Proses “gerilya” untuk langsing itu tentu berat dijalani, makanya saya punya cara sendiri untuk selalu memotivasi diri agar nggak melemah atau bahkan menyerah di tengah jalan. Saya selalu melihat foto saya di saat gemuk yang membuat saya selalu risih dan gelisah setiap melihatnya, karena sangat nggak cantik di mata saya. Saya juga memasang foto selebriti yang bentuk tubuh mereka menjadi role model untuk saya, seperti Nicole Scherzinger dan Agnes Monica di wallpaper komputer dan handphone. Efeknya, saya selalu diingatkan untuk bisa menyerupai bentuk tubuh langsing mereka dan akan merasa malu bila gagal mencapainya. Namun, bukan tantangan dari luar saja yang membuat “perjuangan” ini terasa berat. Saat itu saya sempat tepar karena muntah dan diare selama tiga hari, badan pun gemetaran seolah tubuh ini payah untuk menopang diri sendiri. Namun, itu sama sekali nggak menciutkan semangat saya untuk terus lanjut berdiet dan berolahraga keras.
Next
Singkat cerita, saya memang nggak mencapai target awal untuk berbobot 48 kilogram, karena sampai pertengahan Februari 2011 dimana pernikahan saya dilangsungkan, saya “hanya” mencapai bobot 51 kilogram. Namun sebenarnya hasilnya sudah sangat kentara terlihat, mulai dari bentuk wajah yang jauh lebih tirus, lingkar dada, pinggang, dan lengan yang sangat menciut, serta ukuran sepatu saya yang mengecil satu ukuran karena semakin kurusnya seluruh bagian tubuh saya. Hasil yang saya inginkan pun tercapai, dengan tatapan kagum dari para teman dan undangan yang hadir ke resepsi pernikahan saya dan tampilan saya yang mengagumkan di foto pernikahan.

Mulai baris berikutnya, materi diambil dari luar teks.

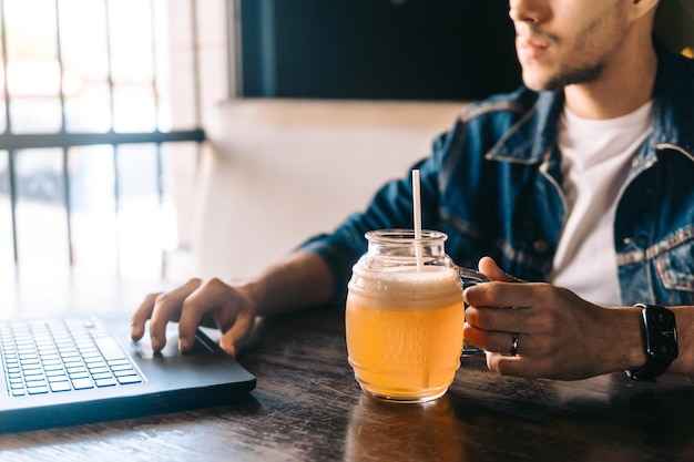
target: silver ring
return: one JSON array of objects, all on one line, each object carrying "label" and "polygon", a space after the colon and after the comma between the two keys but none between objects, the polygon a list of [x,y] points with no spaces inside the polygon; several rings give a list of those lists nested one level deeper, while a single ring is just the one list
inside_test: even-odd
[{"label": "silver ring", "polygon": [[518,332],[511,332],[511,349],[509,356],[516,356],[518,353]]}]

Setelah menikah, saya sempat terlena untuk berhenti berdiet karena sempat kehilangan ritme yang cocok untuk berdiet dan masih beradaptasi dengan kehidupan berumah tangga yang benar-benar baru untuk saya. Maka secara perlahan, selama 5 bulan pascapernikahan, berat saya pelan-pelan melonjak lagi ke angka 64 kilogram, dan kembali mengingatkan saya untuk mulai lagi berdiet dan berolahraga. Namun, berbeda dengan proses penurunan berat badan sebelum menikah dulu, sekarang saya sudah lebih tertata dan nggak terbakar emosi, sehingga menggunakan akal dan pola yang sehat untuk melangsingkan diri.
Sekarang sistem diet saya, selama tiga minggu pertama detoks dengan hanya makan buah-buahan, lalu di minggu keempat sampai sekarang, saya mulai makan ikan, sayur-sayuran rebus atau tumis tanpa garam, tahu/tempe rebus/goreng tanpa garam, dan buah. Yang saya hentikan konsumsinya adalah nasi putih, nasi merah, dan mie. Pola diet seperti ini saya dapatkan dari rekan kerja saya yang bisa sukses menghilangkan banyak bobot tubuhnya. Dan memang benar, dengan pola makan seperti ini, berat badan saya bisa tetap stabil walaupun jadwal olahraga nggak teratur karena urusan pekerjaan seringkali membuat saya pulang malam. Saya juga nggak merasa kelaparan seperti biasanya berdiet karena bisa tetap mencicipi jajanan seperti siomay, namun hanya menyantap siomay dan tahu. Kini, saya sudah nggak lagi menjadi perempuan dengan berat badan berlebih dan lebih percaya diri. Walaupun target berat badan belum tercapai –dan masih terus saya usahakan- saya sudah cukup puas dengan penampilan saya sekarang.